Mourners included a former senior city planner, representatives of a society that supports sex trade workers, another that helps people in need of shelter and one that offers children in the Downtown Eastside free music lessons, men who used the Franciscan Sisters’ food service until the nuns left Vancouver in 2011 and members of Jewish, Baptist and Japanese-Canadian communities.
Social activist and Courier contributor Tom Sandborn said after the service that he “sort of fell in love” with Kelliher after she gave a rousing speech at a rally in support of Muslim Syrian-Canadian Maher Arar.
At his 60th birthday party, Sandborn’s sister spotted Kelliher leaning on her cane and asked whether she could bring her a chair.
“‘No. You can get me a glass of wine, I’m busy working the room,’” she told him.
Karen O’Shannacery, executive director of the Lookout Emergency Aid Society, said she saw Kelliher lose her cool only once, when Kelliher believed then new mayor Sam Sullivan was dodging commitments to support welfare rates raised and housing improved in the Downtown Eastside.
Pastor Bob Swann of First Baptist Church met Kelliher after he helped open a shelter near St. Paul’s Hospital. He learned from Kelliher how to truly treat everyone with dignity.

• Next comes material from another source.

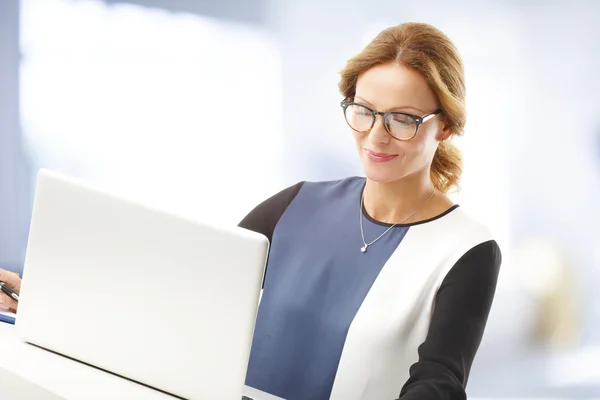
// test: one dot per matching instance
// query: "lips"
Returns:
(380, 157)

“You couldn’t tell who she was talking to… whether they’re homeless or not, or wealthy and have a business, it doesn’t matter. The words are the same, the demeanor is the same,” he said.
During the Woodward’s protest for more affordable housing, many in the encampment caught scabies and those who helped them did, too.
“They live with this stuff. We encounter this stuff maybe once or twice in our lifetime, serving,” Swann said Kelliher reminded everyone.
Swann said the Tuesday night shelter the First Baptist Church started more than 14 years ago near St. Paul’s Hospital has been able to reduce its beds from 36 to 26.
“The numbers on the street who are truly homeless are that much less,” he said. “[But] just as many as ever come for meals.”
Rohrer said at the service that reporters had asked her if Kelliher’s death had left a void.
“There will be no void because we have heard her speak, we know what she said and we are old enough and ugly enough to do it ourselves,” Rohrer said.